Al darse cuenta que yo no tenía intenciones de comenzar a hablar en ningún momento cercano y luego de consultar su moderno Rolex, Artemis decidió romper el hielo juntando las yemas de sus dedos y observándome a través de ellas.
-Entonces… Se supone que me convocaste aquí para debatir sobre un tema, ¿no es así?
Me limité a asentir para que mi voz no me traicionara y demostrara lo nerviosa que estaba.
-¿Y bien? -alzó las cejas con un leve dejo de impaciencia- ¿Cuál es el asunto en cuestión?
Bueno, no podía seguir guardando silencio por siempre, ¿verdad? Respiré profundo en preparación a lo que tenía que hacer, y luego, tomando el apunte que había llevado, me aclaré la garganta un poco incómoda.
-Kmi quiere que hablemos sobre…-dudé un momento, pero luego suspiré internamente-. Sobre la importancia de la socialización.
Con temor alcancé a percibir un ligero destello en los ojos de Artemis.
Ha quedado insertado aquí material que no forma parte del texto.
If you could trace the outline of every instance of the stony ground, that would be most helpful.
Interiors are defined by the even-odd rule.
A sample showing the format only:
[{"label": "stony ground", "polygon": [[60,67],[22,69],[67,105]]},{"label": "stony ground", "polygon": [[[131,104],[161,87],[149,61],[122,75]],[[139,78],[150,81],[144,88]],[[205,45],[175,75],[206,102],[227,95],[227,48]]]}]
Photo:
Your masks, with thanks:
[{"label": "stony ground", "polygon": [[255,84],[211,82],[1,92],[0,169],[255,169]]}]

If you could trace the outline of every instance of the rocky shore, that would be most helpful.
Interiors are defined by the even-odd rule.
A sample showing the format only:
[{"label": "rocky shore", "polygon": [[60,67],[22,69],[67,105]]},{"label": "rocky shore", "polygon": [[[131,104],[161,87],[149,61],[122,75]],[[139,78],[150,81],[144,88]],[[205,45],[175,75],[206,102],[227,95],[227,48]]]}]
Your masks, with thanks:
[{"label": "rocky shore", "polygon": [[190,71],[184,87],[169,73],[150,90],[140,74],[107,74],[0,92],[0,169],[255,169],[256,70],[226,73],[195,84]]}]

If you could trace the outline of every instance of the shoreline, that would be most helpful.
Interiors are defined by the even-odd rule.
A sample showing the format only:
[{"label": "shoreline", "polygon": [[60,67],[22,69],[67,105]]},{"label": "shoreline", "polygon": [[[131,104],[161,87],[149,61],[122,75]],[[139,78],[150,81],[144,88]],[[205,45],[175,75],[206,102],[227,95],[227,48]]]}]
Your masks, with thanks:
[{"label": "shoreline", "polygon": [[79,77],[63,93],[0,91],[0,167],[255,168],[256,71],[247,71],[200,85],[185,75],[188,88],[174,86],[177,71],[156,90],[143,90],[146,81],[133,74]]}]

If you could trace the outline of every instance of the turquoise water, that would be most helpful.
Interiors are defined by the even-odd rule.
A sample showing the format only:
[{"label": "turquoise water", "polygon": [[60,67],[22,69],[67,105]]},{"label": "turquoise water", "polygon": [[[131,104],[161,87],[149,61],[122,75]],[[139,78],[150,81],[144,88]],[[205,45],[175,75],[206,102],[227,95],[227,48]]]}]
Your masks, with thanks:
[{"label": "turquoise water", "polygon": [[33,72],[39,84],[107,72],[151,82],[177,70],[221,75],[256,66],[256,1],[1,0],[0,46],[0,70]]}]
Oh, dioses.
-Ah, ya veo. Relaciones interpersonales. Una materia de discusión interesante, sin duda...-se acarició levemente la barbilla por un instante, y luego me miró con una expresión sugerente-. Bien. ¿Comenzamos?
Asentí sin mucho entusiasmo, al tiempo que Artemis se inclinaba para alcanzarme una taza y tomar la suya propia. Una vez que ambos estuvimos de vuelta en nuestras posiciones, cada uno con un humeante Earl Grey en las manos, el irlandés sonrió con algo muy parecido a la picardía y me señaló con un elegante gesto de su mano.
-Las damas primero.
Lo fulminé con la mirada. Aún no estaba lista.
-Ah, bueno… Sí, a ver…-musité, intentando ignorar la sonrisita de condescendencia de Artemis y concentrarme en lo mío. Acomodé mis notas en mi regazo, y respiré una, dos, tres veces para tranquilizarme y poner en orden mis ideas… Y comencé-. Desde el inicio de los tiempos se ha sostenido repetidamente la idea de que el hombre no puede ser sin un otro. Ya en el siglo IV antes de nuestra era, Aristóteles afirmaba que el hombre era un “animal social”, estableciendo así…
Me atrevo a decir que fui capaz de exponer mis argumentos bastante clara y concisamente, sin tartamudear más que un par de veces ni dejarme intimidar por la mirada de fingido desconcierto con la que Artemis me observaba a través de la mesa, tan propia de los debatientes experimentados cuando se trata de escuchar a su oponente. Tanto así, que me permití experimentar una pequeña sensación de triunfo cuando llegué a mi último argumento sin que el niño genio me hubiera interrumpido ni una sola vez a lo largo de mi discurso.
-…y para finalizar, recientes exploraciones científicas han descubierto que el simple hecho de forjar una amistad cambia irrevocablemente la química del cerebro, optimizando sus procesos y mejorando su función en el mundo.
Qué inocente de mi parte creer que había terminado.
Artemis asintió sin dejar de mirarme, y bajó lánguidamente su taza de té.
-¿Eso es todo?
Sentí mi ánimo desinflarse. ¿Un cuarto de hora exponiendo mis mejores argumentos, y él me preguntaba si eso era todo? Asentí intentando ocultar mi disgusto, lo cual, conociéndome, no debe haber tenido mucho éxito. Artemis volvió a asentir a su vez.
-Muy bien. Es mi turno entonces -dijo, apoyando con delicadeza su taza casi vacía en el platillo y devolviéndola a la mesita. Contuve un estremecimiento mientras lo observaba moverse con la tranquilidad de quién se sabe vencedor y me preparaba mentalmente para que demoliera todos mis argumentos en… ¿qué? ¿Cinco frases? Finalmente Artemis volvió a su posición, juntando otra vez las yemas de los dedos con parsimonia, y se preparó para hablar.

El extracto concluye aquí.